We are now upgrading this significantly, and you will hear more in 2018 about the rollout of a wealth management application for clients that provides a greater amount of information, portfolio analysis, research, investment simulations and risk analysis. We are going full steam ahead to stay in front of the competition, just as we have been in the past.”
Tan Su Shan, group head of consumer banking and wealth management, DBS Bank
“For us – it’s always been about being customer-focused, journey-focused, data-driven and agile.
So, in terms of customer journeys – UX and UI designs are keys to digital success. We look at their journey from beginning to end, and apply human-centred design to develop relevant solutions. Even for our employees, we focus on how digital tools can help them do their jobs better and faster. For example, we have rolled out RM mobility tools which are iPads with intuitive applications that pull all relevant customer information and portfolio recommendations for bankers to use in each client meeting that is synced their diaries. This not only saves them time but also makes their recommendations timely and relevant.
Because wealth managers are in the unique space to provide advice to their customers, they are also in the unique role where they can define how technology can evolve to better serve private clients. This means greater collaborations with fintechs to identify and tap into new technologies to scale solutions that deliver better results for customers.
For example, with the recent launch of our open API platform which is one of the largest in the world today, it will boost DBS’ lead in creating innovative and customer-centric experiences by making available a wide array of APIs for other retailers, service providers and software developers to plug into.
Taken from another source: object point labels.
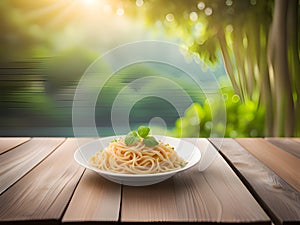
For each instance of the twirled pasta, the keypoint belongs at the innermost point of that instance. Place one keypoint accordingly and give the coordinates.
(137, 158)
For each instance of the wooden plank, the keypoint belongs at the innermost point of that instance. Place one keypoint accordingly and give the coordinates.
(43, 194)
(282, 163)
(10, 142)
(16, 163)
(279, 199)
(215, 195)
(101, 199)
(288, 144)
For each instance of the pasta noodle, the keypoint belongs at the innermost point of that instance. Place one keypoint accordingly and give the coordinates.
(137, 159)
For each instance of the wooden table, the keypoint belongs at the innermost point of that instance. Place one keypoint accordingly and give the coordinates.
(252, 181)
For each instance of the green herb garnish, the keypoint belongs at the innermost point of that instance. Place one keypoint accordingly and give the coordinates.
(131, 138)
(143, 133)
(150, 141)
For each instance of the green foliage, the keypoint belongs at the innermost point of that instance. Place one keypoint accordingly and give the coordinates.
(243, 119)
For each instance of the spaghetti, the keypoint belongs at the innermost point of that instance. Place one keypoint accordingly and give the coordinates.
(137, 158)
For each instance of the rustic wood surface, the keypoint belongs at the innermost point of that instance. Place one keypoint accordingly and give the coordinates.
(286, 165)
(43, 193)
(42, 184)
(9, 143)
(95, 199)
(287, 144)
(16, 163)
(279, 199)
(215, 195)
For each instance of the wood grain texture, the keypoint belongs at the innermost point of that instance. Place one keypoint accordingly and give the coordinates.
(43, 193)
(288, 144)
(279, 199)
(282, 163)
(213, 196)
(101, 199)
(16, 163)
(9, 143)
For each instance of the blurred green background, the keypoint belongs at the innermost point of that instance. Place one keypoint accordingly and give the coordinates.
(252, 48)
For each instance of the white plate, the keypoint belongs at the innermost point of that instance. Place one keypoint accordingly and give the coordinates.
(186, 150)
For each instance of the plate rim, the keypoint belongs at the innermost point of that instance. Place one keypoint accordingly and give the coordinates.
(124, 175)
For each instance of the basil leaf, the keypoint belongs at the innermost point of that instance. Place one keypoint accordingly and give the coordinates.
(143, 131)
(131, 138)
(150, 141)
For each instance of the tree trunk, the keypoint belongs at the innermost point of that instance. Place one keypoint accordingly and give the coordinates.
(227, 61)
(294, 62)
(278, 64)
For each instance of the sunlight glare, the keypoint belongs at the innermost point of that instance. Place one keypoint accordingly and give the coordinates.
(88, 2)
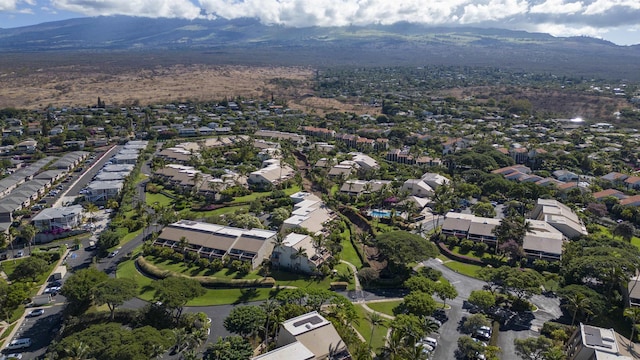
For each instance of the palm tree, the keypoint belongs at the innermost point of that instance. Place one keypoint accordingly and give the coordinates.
(77, 351)
(29, 232)
(299, 254)
(91, 208)
(577, 302)
(180, 336)
(375, 320)
(271, 308)
(633, 314)
(430, 326)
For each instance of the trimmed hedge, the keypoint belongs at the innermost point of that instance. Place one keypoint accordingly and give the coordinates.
(206, 281)
(461, 258)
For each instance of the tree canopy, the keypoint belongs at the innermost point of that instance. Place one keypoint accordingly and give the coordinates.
(400, 248)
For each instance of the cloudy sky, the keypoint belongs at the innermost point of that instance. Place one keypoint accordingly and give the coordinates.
(614, 20)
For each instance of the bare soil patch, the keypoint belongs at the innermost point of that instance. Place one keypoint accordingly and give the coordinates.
(83, 84)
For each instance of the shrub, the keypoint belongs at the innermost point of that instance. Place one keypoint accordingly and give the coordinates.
(466, 246)
(451, 241)
(431, 273)
(480, 248)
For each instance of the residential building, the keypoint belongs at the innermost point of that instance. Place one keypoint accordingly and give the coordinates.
(270, 134)
(306, 337)
(271, 173)
(309, 212)
(214, 241)
(28, 145)
(543, 241)
(417, 187)
(594, 343)
(559, 216)
(600, 195)
(565, 175)
(101, 191)
(365, 162)
(631, 201)
(615, 177)
(58, 218)
(297, 252)
(358, 187)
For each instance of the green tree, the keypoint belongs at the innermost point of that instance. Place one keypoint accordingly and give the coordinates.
(400, 248)
(28, 232)
(445, 291)
(633, 315)
(229, 348)
(474, 322)
(482, 298)
(174, 293)
(625, 230)
(581, 301)
(114, 292)
(533, 348)
(30, 268)
(483, 209)
(246, 221)
(375, 320)
(78, 289)
(245, 320)
(418, 303)
(279, 215)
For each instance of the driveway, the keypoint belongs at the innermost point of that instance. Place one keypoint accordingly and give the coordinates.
(548, 309)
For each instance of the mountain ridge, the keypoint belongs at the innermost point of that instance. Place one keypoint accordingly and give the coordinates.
(248, 41)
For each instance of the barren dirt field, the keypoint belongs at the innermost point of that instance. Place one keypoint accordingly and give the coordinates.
(69, 85)
(81, 85)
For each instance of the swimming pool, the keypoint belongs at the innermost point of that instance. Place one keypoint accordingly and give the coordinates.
(380, 213)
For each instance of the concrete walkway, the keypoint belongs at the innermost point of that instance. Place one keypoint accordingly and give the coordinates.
(24, 314)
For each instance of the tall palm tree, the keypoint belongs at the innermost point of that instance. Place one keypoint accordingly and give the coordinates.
(299, 254)
(576, 303)
(272, 309)
(375, 320)
(91, 208)
(29, 232)
(77, 351)
(633, 314)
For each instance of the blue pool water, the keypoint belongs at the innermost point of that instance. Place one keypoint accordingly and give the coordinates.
(380, 213)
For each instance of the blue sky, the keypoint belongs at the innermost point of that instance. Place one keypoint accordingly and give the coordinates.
(614, 20)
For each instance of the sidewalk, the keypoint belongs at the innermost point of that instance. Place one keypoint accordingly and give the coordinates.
(24, 314)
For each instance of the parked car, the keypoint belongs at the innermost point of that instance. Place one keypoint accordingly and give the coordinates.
(36, 312)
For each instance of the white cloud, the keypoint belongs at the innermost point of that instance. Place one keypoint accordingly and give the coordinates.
(559, 17)
(599, 7)
(557, 7)
(12, 5)
(145, 8)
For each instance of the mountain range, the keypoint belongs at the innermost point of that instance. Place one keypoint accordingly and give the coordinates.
(248, 41)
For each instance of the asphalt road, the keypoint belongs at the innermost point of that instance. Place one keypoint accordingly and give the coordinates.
(90, 171)
(41, 330)
(548, 309)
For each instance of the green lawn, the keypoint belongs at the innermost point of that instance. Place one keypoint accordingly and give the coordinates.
(128, 269)
(158, 198)
(635, 241)
(462, 268)
(130, 236)
(348, 252)
(284, 278)
(216, 212)
(385, 307)
(257, 195)
(182, 268)
(364, 328)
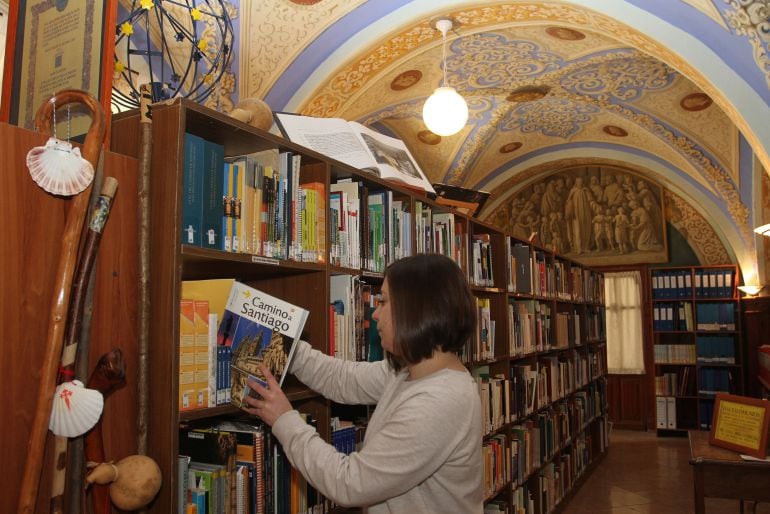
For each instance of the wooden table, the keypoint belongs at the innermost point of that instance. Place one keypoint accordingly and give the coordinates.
(721, 473)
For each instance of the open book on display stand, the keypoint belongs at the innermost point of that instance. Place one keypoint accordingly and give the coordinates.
(356, 145)
(468, 201)
(260, 329)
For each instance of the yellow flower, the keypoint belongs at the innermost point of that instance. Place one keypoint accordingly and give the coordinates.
(126, 28)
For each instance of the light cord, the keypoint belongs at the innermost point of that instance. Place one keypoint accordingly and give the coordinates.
(443, 53)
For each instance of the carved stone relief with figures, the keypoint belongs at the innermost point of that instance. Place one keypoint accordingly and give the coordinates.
(597, 215)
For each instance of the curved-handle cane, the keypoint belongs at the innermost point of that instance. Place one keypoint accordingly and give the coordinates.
(61, 293)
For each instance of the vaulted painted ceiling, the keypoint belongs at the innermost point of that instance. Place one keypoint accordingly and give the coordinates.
(675, 90)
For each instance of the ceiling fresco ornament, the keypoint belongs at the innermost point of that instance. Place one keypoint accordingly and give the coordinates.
(428, 137)
(619, 77)
(551, 116)
(615, 131)
(696, 230)
(405, 80)
(336, 93)
(720, 178)
(751, 18)
(497, 62)
(333, 94)
(565, 33)
(696, 102)
(528, 94)
(285, 28)
(476, 142)
(510, 147)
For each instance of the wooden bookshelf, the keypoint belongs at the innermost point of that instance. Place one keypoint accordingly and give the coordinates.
(564, 288)
(698, 343)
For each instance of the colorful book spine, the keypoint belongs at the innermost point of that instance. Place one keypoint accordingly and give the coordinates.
(192, 201)
(227, 207)
(201, 351)
(187, 398)
(211, 192)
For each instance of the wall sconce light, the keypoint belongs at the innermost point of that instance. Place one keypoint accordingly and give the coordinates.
(764, 230)
(751, 290)
(445, 111)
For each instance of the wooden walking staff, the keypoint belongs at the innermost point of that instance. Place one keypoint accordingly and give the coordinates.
(108, 376)
(71, 339)
(61, 294)
(145, 162)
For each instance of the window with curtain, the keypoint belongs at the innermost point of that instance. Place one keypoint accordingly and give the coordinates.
(623, 303)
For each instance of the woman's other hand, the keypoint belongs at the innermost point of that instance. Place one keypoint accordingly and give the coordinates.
(272, 402)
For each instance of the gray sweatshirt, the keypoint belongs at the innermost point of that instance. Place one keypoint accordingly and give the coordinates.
(422, 449)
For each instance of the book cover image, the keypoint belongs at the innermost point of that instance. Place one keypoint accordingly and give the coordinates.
(260, 329)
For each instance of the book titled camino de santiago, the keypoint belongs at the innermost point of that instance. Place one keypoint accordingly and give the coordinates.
(260, 329)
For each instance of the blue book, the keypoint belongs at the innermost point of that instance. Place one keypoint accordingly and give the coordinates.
(258, 329)
(192, 202)
(211, 192)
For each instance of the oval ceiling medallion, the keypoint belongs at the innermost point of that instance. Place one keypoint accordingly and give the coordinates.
(528, 94)
(510, 147)
(565, 34)
(406, 80)
(696, 102)
(428, 137)
(614, 130)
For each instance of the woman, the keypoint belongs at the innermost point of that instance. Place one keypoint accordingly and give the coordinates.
(422, 449)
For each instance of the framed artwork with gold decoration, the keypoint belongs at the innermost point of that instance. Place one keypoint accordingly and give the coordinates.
(740, 424)
(57, 45)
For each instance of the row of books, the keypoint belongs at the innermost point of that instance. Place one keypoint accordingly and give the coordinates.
(234, 467)
(352, 331)
(536, 385)
(715, 349)
(674, 354)
(715, 316)
(345, 436)
(673, 383)
(543, 491)
(700, 283)
(253, 204)
(368, 228)
(596, 328)
(715, 380)
(438, 232)
(567, 331)
(529, 322)
(533, 327)
(665, 412)
(496, 454)
(536, 441)
(763, 363)
(482, 346)
(705, 414)
(202, 364)
(667, 316)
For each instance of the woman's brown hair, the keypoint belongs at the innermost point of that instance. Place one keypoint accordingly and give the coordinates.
(432, 307)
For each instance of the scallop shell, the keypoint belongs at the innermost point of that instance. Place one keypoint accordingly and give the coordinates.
(59, 168)
(75, 409)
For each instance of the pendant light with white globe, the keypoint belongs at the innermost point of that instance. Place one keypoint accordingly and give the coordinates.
(445, 111)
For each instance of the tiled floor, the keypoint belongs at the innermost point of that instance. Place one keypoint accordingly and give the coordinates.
(643, 473)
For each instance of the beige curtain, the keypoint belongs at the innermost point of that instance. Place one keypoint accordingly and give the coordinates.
(623, 300)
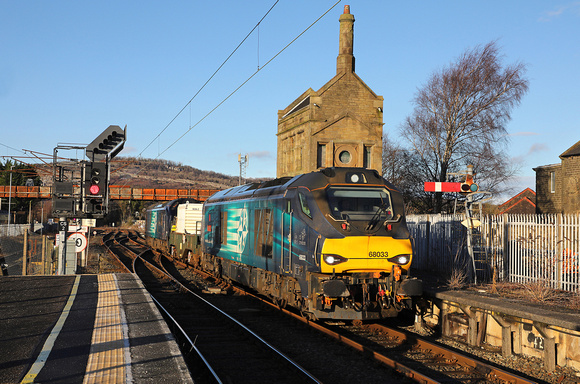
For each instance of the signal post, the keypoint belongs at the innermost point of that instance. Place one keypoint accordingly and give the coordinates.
(81, 189)
(468, 187)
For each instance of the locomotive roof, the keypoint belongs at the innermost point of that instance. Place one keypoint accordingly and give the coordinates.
(313, 180)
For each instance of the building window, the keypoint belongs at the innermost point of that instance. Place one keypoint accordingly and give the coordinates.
(367, 157)
(321, 156)
(344, 157)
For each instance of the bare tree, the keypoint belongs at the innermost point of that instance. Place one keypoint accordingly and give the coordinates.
(402, 168)
(460, 117)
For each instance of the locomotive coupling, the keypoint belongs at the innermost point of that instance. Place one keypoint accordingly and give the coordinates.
(335, 288)
(411, 287)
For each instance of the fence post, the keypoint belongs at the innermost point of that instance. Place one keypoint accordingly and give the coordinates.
(505, 245)
(428, 236)
(24, 253)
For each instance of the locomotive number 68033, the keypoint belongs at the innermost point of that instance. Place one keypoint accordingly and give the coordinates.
(378, 254)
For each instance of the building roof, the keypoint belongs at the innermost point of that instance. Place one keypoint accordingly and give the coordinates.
(572, 151)
(523, 202)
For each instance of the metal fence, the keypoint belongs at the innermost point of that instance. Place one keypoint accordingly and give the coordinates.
(517, 248)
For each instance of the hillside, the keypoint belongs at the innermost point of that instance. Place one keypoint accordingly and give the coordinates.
(147, 173)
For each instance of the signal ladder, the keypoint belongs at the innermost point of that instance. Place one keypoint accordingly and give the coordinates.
(476, 245)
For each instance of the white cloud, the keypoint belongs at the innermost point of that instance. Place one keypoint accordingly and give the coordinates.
(573, 8)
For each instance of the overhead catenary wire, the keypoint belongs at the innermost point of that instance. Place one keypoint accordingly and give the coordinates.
(237, 88)
(210, 78)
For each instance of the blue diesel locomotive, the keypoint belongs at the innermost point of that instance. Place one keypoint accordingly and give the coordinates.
(332, 243)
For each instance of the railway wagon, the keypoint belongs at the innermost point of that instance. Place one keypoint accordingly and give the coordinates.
(175, 227)
(332, 243)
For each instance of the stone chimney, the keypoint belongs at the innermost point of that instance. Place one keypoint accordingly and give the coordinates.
(345, 60)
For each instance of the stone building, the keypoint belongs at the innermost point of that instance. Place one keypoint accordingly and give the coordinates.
(558, 185)
(522, 203)
(340, 125)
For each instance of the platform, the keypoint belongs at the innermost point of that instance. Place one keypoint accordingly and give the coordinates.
(84, 329)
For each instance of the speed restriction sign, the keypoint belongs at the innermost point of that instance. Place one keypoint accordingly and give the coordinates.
(80, 241)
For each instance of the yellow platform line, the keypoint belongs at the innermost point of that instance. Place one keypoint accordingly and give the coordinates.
(108, 358)
(49, 343)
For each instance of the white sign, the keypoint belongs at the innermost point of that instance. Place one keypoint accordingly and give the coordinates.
(80, 241)
(89, 222)
(474, 223)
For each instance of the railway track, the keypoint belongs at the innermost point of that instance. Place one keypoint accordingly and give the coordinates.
(399, 356)
(219, 339)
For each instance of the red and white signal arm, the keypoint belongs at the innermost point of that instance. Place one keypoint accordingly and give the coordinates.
(80, 241)
(439, 186)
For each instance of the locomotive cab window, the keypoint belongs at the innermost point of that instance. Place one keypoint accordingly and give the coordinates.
(360, 204)
(304, 205)
(263, 232)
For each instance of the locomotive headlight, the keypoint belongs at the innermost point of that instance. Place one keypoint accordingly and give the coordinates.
(333, 259)
(400, 259)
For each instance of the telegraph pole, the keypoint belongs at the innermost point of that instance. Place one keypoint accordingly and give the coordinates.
(243, 165)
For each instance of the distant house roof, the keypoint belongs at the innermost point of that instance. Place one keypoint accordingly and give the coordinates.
(523, 202)
(572, 151)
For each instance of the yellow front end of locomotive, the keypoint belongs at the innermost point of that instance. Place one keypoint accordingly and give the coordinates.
(365, 254)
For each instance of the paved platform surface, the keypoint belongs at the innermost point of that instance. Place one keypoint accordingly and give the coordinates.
(542, 313)
(84, 329)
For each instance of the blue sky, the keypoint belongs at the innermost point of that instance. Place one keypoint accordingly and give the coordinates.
(69, 69)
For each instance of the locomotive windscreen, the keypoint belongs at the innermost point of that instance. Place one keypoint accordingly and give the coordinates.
(359, 204)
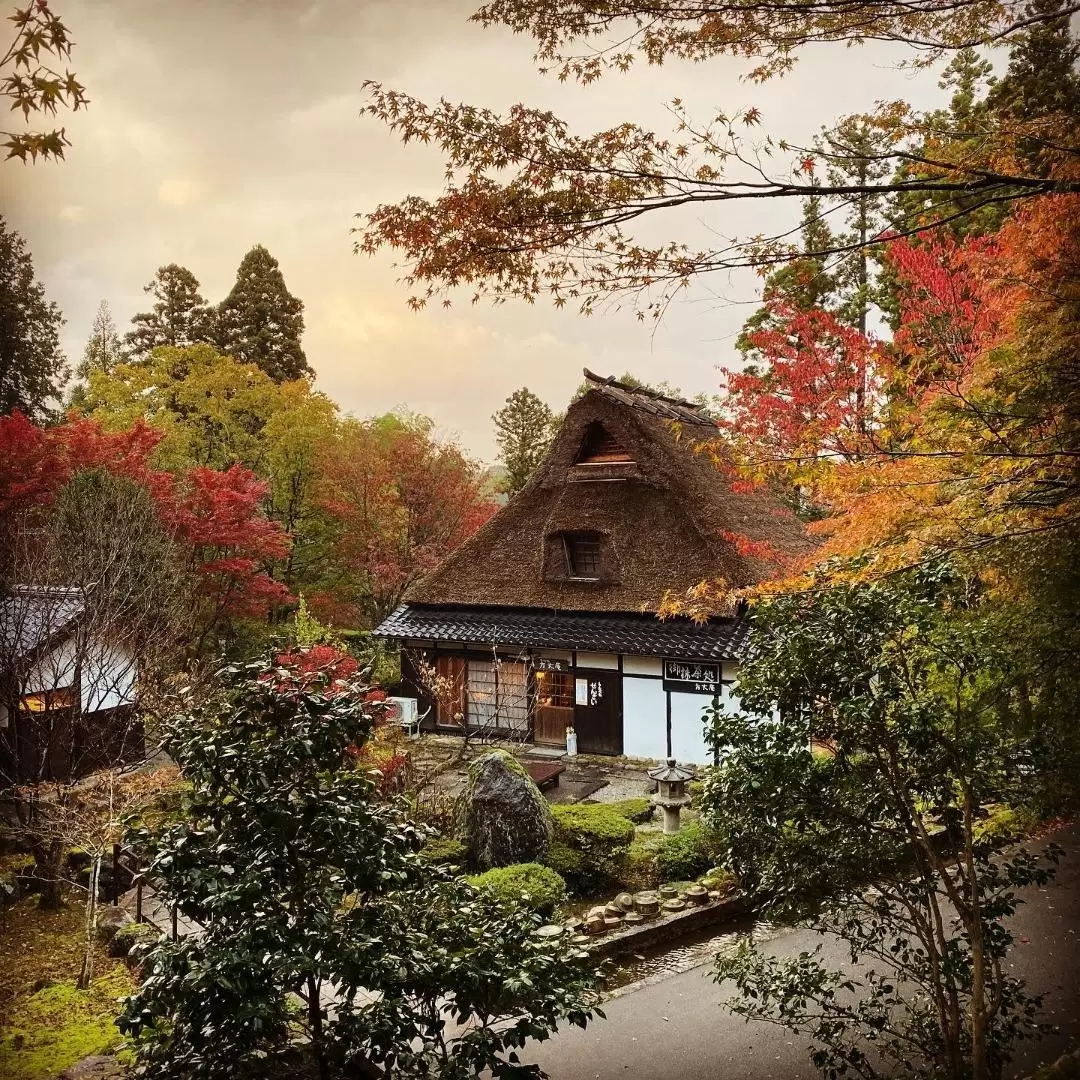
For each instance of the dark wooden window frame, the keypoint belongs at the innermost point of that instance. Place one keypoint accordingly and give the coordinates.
(583, 555)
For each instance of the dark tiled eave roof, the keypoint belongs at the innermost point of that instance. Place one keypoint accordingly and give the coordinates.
(631, 634)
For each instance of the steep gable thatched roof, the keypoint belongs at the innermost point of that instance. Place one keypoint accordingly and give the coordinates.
(663, 516)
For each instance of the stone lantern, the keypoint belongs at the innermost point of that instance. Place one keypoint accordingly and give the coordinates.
(672, 794)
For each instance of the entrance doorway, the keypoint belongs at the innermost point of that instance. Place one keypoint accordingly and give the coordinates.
(597, 711)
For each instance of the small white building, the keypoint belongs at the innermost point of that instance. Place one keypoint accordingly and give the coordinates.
(66, 692)
(547, 619)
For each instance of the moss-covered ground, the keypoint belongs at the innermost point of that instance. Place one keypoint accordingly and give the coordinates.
(45, 1023)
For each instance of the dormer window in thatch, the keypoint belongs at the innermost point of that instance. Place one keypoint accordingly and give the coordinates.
(601, 447)
(582, 555)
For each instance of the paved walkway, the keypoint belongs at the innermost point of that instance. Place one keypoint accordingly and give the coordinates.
(677, 1027)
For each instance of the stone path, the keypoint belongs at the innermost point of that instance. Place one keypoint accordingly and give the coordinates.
(678, 1027)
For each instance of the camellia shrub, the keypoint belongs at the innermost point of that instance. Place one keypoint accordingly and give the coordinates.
(308, 883)
(538, 887)
(590, 847)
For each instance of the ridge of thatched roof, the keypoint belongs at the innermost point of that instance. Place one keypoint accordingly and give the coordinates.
(665, 517)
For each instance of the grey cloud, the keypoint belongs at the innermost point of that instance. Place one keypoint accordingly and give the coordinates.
(215, 125)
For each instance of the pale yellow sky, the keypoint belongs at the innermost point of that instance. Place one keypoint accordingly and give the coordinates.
(216, 124)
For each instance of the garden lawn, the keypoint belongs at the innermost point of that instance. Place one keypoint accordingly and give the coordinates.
(46, 1024)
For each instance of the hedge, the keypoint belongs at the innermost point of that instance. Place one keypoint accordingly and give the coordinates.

It enables us to connect with ecosystem partners to embed ourselves into their journeys, and in that way, deeper embed ourselves in the lives of our customers.”
What is your view on increasing the degree data sharing among institutions, particularly when it comes to KYC-related information? Are you prepared to commit to a shared KYC facility?
Michael Blake, CEO private banking Asia, Union Bancaire Privée
“This continues to be an interesting idea that would provide clients with a more efficient, less painful way to engage their banks. And it would likely become a competitive advantage for the first jurisdiction that adopts such a model.”
Ong Yeng Fang, managing director and head of private bank, UOB
“With increasing regulatory and compliance costs relating to KYC requirements, having a shared KYC facility may be beneficial.
However, the success of a shared KYC facility will depend on achieving the delicate balance of protecting client confidentiality while sharing information. In order to balance this, we could perhaps start small. Instead of sharing the full suite of KYC information, banks may start with KYC information that could potentially pose an AML or financing of terrorism risk to the industry.”